JAKARTA – Asosiasi Penyelenggara Telekomunikasi Seluruh Indonesia (ATSI) hingga kini masih menanti regulasi teknis dari Kementerian Komunikasi dan Digital (Komdigi) mengenai pelaksanaan keputusan Mahkamah Konstitusi (MK).
Putusan tersebut mengharuskan penyedia layanan telekomunikasi untuk menghadirkan opsi produk agar sisa kuota data internet milik konsumen tidak hangus dan tetap bisa dipakai.
Direktur Eksekutif ATSI Marwan O. Baasir mengungkapkan bahwa penerapan keputusan hukum tersebut memerlukan petunjuk pelaksanaan (juklak) resmi dari pihak pemerintah.
Langkah ini penting agar seluruh perusahaan telekomunikasi memiliki panduan yang sama dalam mengimplementasikan kebijakan baru tersebut.
“Kami menunggu juklak teknis dari Komdigi,” ujar Marwan, Jumat (24/7/2026).
Marwan memaparkan bahwa sebenarnya beberapa penyedia layanan seluler telah menawarkan varian produk yang menggunakan sistem akumulasi atau rollover kuota.
Lewat opsi tersebut, para pengguna sejatinya sudah memiliki pilihan paket internet yang bisa dipilih sesuai dengan tingkat keperluan mereka.
“Pilihan produk yang disediakan saat ini juga sudah ada,” katanya.
Diproyeksikan oleh Marwan, ketika ketetapan MK tersebut resmi dijalankan, sektor industri telekomunikasi bakal menyediakan dua model sistem paket data.
Model pertama berbentuk paket internet dengan pembatasan durasi aktif seperti yang jamak beredar sekarang.

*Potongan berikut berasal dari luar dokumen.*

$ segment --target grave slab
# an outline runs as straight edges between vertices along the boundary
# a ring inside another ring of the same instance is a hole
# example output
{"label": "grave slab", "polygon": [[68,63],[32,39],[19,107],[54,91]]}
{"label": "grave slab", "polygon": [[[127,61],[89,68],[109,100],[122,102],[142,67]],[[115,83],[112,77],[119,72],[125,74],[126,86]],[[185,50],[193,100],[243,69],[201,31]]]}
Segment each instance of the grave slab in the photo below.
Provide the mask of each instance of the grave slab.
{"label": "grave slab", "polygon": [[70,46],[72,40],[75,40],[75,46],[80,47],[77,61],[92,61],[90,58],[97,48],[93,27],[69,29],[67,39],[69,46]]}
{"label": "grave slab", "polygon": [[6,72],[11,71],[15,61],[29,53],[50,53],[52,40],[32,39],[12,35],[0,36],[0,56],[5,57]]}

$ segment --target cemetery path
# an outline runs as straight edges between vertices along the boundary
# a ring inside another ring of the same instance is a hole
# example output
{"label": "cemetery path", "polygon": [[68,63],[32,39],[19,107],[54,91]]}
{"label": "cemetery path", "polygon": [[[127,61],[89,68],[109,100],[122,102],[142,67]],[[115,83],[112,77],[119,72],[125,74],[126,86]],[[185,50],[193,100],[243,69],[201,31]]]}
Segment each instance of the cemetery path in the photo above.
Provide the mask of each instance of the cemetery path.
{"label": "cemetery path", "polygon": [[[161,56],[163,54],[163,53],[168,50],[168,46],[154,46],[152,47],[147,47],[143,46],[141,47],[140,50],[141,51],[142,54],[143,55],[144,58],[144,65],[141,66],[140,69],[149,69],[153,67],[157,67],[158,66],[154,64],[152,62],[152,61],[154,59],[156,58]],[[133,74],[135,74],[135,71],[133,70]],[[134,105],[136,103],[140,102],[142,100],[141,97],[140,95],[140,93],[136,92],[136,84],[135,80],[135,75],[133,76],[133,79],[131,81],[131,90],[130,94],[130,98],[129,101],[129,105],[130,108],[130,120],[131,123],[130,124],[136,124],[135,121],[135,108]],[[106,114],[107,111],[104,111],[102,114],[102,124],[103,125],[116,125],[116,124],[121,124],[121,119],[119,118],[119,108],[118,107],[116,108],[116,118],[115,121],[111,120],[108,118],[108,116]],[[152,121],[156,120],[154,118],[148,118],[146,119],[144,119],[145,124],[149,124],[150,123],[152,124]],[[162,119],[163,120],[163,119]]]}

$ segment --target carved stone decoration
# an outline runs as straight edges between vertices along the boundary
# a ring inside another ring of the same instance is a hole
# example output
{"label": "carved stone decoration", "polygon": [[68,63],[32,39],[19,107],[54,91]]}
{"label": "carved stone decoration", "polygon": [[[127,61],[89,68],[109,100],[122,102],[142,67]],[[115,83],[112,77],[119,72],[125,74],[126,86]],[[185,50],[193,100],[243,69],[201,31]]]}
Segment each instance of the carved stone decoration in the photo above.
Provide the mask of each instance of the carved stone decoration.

Sedangkan model kedua ialah paket dengan fitur rollover, yang menjamin sisa kuota data tetap bisa dipakai berlandaskan regulasi yang kelak ditetapkan pemerintah.
“Nantinya akan ada dua jenis produk, yakni paket berbatas waktu dan paket rollover, karena sifatnya merupakan pilihan layanan,” jelasnya.
Mengenai aspek harga, ATSI memprediksi paket internet yang dibekali sistem rollover berpeluang mengalami perubahan nilai jual. Marwan berpandangan bahwa fluktuasi harga tersebut menjadi hal yang wajar mengingat adanya komitmen pelayanan ekstra yang diperoleh oleh para konsumen.
“Tarif paket rollover mungkin akan disesuaikan secara wajar karena akan ada jaminan layanan,” ungkapnya.
Kendati demikian, ATSI kembali menekankan bahwa tiap proses eksekusi dari putusan MK ini, termasuk regulasi detail mengenai mekanisme kuota rollover, sepenuhnya masih bertumpu pada petunjuk pelaksanaan yang bakal dirilis Komdigi.
Melalui kehadiran aturan operasional tersebut, pemberlakuan keputusan Mahkamah Konstitusi ini diharapkan dapat dieksekusi secara selaras oleh segenap operator seluler di tanah air.